Ben Turhan Özlü’yü 1978 yılında Türkiye İşçi Köylü Partisi İstanbul il binasında tanıdım. O zaman daha lise öğrencisiydim. Yaz vakti olduğu için il binasında çalışıyordum. Turhan Özlü ise il yöneticisiydi. Daha sonra evleneceği Gülseren de il binasının çalışanlarındandı. Onları hiç bir arada görmedim. Konuşurken de görmemiştim.

Turhan abi; “Biz Gülseren’le evleneceğiz.” dediğinde çok şaşırmıştım. Sonra daha sık görüşür olduk. Üçümüz birlikte çok vakit geçirdik.

Bizimkiler evlenecek ama gidip kızı istemek gerek. Turhan abinin ailesinden kimse İstanbul’da değil. Gülseren’in ise bir büyükannesi var. Büyükanne, torununun istenmesini istiyor. Turhan abi bana; “Hadi gel gidip birlikte kız isteyelim.” dedi.

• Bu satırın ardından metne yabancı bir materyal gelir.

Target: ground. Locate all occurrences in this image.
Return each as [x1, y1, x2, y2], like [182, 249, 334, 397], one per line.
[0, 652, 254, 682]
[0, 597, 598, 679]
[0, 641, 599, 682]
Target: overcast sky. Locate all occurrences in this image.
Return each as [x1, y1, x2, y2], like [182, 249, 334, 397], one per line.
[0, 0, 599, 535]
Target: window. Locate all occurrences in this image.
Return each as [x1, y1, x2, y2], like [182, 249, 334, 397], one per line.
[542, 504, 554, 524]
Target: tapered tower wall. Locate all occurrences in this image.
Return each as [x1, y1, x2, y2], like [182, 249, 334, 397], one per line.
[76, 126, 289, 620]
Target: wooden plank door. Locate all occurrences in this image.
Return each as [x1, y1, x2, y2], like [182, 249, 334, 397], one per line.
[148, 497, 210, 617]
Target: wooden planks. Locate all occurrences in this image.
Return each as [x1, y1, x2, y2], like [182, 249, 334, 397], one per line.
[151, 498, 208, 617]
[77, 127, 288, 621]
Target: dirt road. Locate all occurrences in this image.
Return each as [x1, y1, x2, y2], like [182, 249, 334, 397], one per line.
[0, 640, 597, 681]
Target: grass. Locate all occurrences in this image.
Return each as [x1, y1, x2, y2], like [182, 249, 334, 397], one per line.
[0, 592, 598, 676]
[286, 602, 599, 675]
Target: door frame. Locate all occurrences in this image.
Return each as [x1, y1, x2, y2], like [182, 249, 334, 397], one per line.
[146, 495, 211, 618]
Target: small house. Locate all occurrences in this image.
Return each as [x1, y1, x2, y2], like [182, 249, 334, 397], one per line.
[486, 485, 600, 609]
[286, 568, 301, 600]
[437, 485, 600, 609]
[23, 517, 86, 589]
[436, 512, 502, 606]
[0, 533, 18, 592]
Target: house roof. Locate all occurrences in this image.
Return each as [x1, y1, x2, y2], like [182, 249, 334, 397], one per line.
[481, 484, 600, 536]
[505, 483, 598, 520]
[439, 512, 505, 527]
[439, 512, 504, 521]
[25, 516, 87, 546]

Nasıl olur diye düşünmeye fırsat olmadan, çiçek ve çikolatamızı alıp Gülseren’i istemeye gittik. “Allah’ın emri Peygamber’in kavliyle” Gülseren’i Turhan abiye istedim. Daha sonra ailelerin katıldığı, parti binasında yapılan güzel bir düğünle evlendiler. Bana da genç yaşta kız isteme anısı bıraktılar.

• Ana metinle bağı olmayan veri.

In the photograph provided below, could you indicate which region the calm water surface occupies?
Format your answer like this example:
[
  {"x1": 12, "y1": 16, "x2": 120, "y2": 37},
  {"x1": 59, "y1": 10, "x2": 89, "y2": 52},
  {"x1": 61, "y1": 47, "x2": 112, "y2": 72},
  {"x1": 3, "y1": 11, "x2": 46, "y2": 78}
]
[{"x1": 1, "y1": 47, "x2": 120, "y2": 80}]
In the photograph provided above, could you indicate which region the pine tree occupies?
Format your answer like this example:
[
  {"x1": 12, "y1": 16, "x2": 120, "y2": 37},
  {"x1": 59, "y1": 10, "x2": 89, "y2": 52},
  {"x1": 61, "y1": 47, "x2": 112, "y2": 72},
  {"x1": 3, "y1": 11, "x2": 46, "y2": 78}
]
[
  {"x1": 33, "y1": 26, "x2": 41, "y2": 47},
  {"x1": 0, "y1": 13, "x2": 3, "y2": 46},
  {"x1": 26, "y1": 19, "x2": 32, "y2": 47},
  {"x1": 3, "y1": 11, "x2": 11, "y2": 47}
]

O zaman da hep güler yüzlü, iyimser, insanı mücadele konusunda heyecanlandıran, yaşama sevinci katan, yumuşak ama gerektiğinde haykıran sesiyle her an çalışmaya hazırdı.

Turhan Özlü’nün birçok insana olduğu gibi bende de büyük emeği vardır. En başta partili olma bilincinin pekişmesinde, ilk gençlik yıllarımdan itibaren büyük katkısı olmuştur. O ki bir lise öğrencisini kız istemeye götürmüş, ona güvenmiş, onu onurlandırmıştı. Bundan öte ne söylenebilir ki…

Onun azmi, iyimserliği, insan sevgisi, umut veren sesi hep bizimle olacak.

Tahminen, 2015 yılında 49/51 ajansının projesi olan Aydınlıkçılar belgeseli kapsamında Özlü ile Serkan Koç tarafından yapılmış bir söyleşi vardı elimizde. Sonrasında bunu bir kitap halinde yayımlamaya karar verdiğimizde, 24 Ağustos 2024 tarihinde bir araya gelerek aşağıdaki söyleşiyi yaptık.

- Sizi yıllardır tanıyorum. Genel olarak çok çalışkansınız. Sürekli çalışma azmi, isteği var. Sanki yarın sabah gerçekten özlediğiniz dünyayı kuracakmışsınız gibi çalışıyorsunuz?

Elbette çok çalışmamız gerekli. “Hasan Yalçın saati” diyoruz değil mi? Partimizin önderlerinden Hasan Yalçın kritik zamanlarda, “Partinin ışığı sabahlara kadar yanmalı.” derdi.

Bunu biz en başta Başkanımız Doğu Perinçek’ten görüp öğrendik. Aramızda benim için söylediğiniz sıfata en fazla layık olan Doğu Perinçek’tir. Hatta bu konuda kimse ile kıyaslanamaz. Akşamlara kadar ve sabahlara kadar çalışır. Dur durak bilmez, yorulmaz; bayram seyran bilmez, günde 4-5 saat ya uyur ya uyumaz. Çalışkanlıkta hiç kimse Doğu Perinçek ile kıyaslanamaz.

Özlü, Vatan Partisi’ne katılımını şöyle anlattı: Yakın mücadele arkadaşım Hasan Erkılıç ile birlikte bütün bu sürecin tanığı olduk. 1975 sonlarına kadar Vatan Partililerin kurduğu Haliç Halk Birliği Derneği’nde, Haziran 1978’e kadar ise tutuklu olarak Niğde Cezaevi’nde.

DEVRİM ÇALIŞMAKLA OLUR

- Perinçek’le hapis de yattınız. Orada nasıldı?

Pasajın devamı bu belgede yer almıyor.